# New Weber One-Touch Gold Fan



## jaguarjim (Apr 30, 2011)

I just picked up my first charcoal grill in over 20 years.  After doing some research, I chose the Weber One-Touch Gold 22 1/2" model.  I'm stoked!   I put it together in about 15 minutes and already have the ribs on and smoke billowing from the vents.  Awe, that wonderful aroma.  Q-view will follow. Oh, I also picked up the Weber Rapid Fire Chimney Starter.  That thing worked as good as the reviews claimed it would.  No lighter fluid smell on my meat.  Gotta love technology!!!


----------



## bmudd14474 (Apr 30, 2011)

Congrats on the purchase. I use a chimney for my charcoal. Put newspaper in the bottom and olive oil on the coals and it lights great with no lighter fluid flavor.

Dont forget the qview.


----------



## SmokinAl (Apr 30, 2011)

Can't beat a Weber! Congrats on the new grill.


----------



## jaguarjim (Apr 30, 2011)

Okay...75 minutes at a constant 250 degrees.  I'm impressed with the One-touch Gold's ability to maintain a constant temp throughout. I did use the minion method, so perhaps that is why. 


Now for some Q-view:








I really need to learn how to cut these things.  I did pull off the membrane but left the skirt on. 







My first use of the Chimney...1 word...AWESOME!







Foil pan to catch drippings with Hickory briquets on both sides







Ribs go on at 3:45pm







We got Smoke!!!  
	

	
	
		
		



		
		
	


	











Coming off the grill 2 1/2 hours later.  with temps now holding around 230 degrees.

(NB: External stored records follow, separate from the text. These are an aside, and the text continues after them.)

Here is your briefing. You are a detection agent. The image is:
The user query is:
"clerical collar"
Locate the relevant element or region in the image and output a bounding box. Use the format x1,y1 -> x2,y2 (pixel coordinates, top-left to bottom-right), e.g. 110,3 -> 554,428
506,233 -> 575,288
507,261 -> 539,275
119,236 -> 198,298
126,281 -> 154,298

Hungry belly's called for immediate attention so there wasn't any time to rest these ribs.  I would have liked to but reading the forum boards found that many do not rest their ribs.  

Rub critique:  Again, too spicy and perhaps even too much rub applied.  
	

	
	
		
		



		
		
	


	





I will have to tweak it some more if I stand a chance at the Fourth of July rib challenge with my brother.

All in all, it was a great day.  The Weber One-Touch was fun to work with and that (besides the good eats) is what it's all about, right?


----------



## fpnmf (Apr 30, 2011)

Looks great!

I am prolly gonna get the 18.5 when the time comes.

  Craig


----------



## richoso1 (May 1, 2011)

Congrats on a great buy, that is a quality grill that will last a long time. I've had mine for a few years now, and I still says it's the best grill I've ever used/owned. It's all good my friend.


----------



## nwdave (May 1, 2011)

Yessir, the OTG is sure a fine grillin' machine.  One little trick I picked up for the charcoal ignition process, instead of newspaper, I use last years phone books.  Look at this way, the phone books seem to muliply like hangers, always a lot of them around.  Rip out a few pages (7-8), crumple them up, well you know the routine and go for it.  The phone books are easily stored and compact.  (at least mine are)  What's with this adding olive oil?  My briq's fire off without any assistance from olive oil just fine.  Got better use for olive oil.  I've already added a couple of mods to my 22.5 OTG.  Drilled some holes, in the vicinity of the handles so I can pass through the thermometer leads for the ET-73's and 732's.  AND I have the cast iron grill for some outstanding grill marks, amongst other things.  My 5 burner Ducane grill is mighty lonely, but that's life.  Since this is my first real venture into the charcoal/lump arena, it's a rather steep learning curve.  Temp control being the most important of them.

~Dave


----------



## SmokinAl (May 1, 2011)

You just can't beat a Weber!


----------